While it has been a difficult experience for deaf Netflix customers to locate these movies and enjoy the Netflix experience, Netflix did not endear itself to them when it released its new pricing plan in the fall of 2010 which reduced the price of its instant-streaming plan, while increasing all DVD-by-mail plans by one dollar. A deaf blogger likened the Netflix pricing plan to a “deaf tax,” a term that quickly gained currency among the deaf. The National Association for the Deaf has been extremely critical of Netflix’s actions on this issue. And Don Cullen has launched a class action suit against Netflix.
What is more, there is no captioning of Netflix movies on the iPhone, iPad, Android and Xbox platforms — a problem that is also common among cable providers. It has been anecdotally documented that Time Warner Cable and Comcast do not provide captioning on these mobile platforms at this time.
An industry source says he is pessimistic that Netflix’s potential new competitors will provide captioning for its online movies. He says, “Captioning online movies costs money. It doesn’t really matter what they are doing, whether they are reusing existing files, converting to a new standard format, aligning the format, or doing everything from scratch. It costs money. This isn’t something that the other companies are going to want to invest up front.”
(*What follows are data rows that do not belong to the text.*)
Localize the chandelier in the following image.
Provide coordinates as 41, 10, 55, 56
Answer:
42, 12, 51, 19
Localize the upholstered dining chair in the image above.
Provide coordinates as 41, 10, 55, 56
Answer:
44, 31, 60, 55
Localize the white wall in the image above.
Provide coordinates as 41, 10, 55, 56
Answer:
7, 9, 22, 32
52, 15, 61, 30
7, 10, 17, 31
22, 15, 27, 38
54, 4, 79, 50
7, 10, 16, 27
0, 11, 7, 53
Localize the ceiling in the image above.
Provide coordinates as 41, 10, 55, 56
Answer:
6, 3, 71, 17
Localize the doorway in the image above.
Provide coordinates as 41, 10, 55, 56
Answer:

A major element that plays into the complex online movie captioning issue is the friction between the studios and Netflix. Netflix’s rapid growth has taken substantial revenue from the studios, so Hollywood is digging in. Instant online movies require licensing from the studios — which they can provide. The same industry source suspects “the studios will give the online providers the movie under some license agreement, but this likely does not include any additional features like subtitles.” So Netflix is working with the captioning providers, including WGBH’s National Center for Accessible Media, to develop the subtitles for their own online movies.
What it all adds up to is a complicated story. Who is responsible for providing the captions? The studios? The online video providers such as Netflix? The new 21st Century Communications and Video Accessibility Act of 2010 provides little clarity on this issue, so it is almost certain that lawmakers in the United States Congress will revisit this law with an eye toward broadening and more clearly defining the online video content that is required to be captioned.
Until then, deaf and hard-of-hearing movie enthusiasts will have to content themselves with searching for movies through Phlixie, canceling their Netflix subscriptions (as some have done), or — in the true spirit of free-market competition — join Netflix’s future competitor with the best record of captioning its online movies.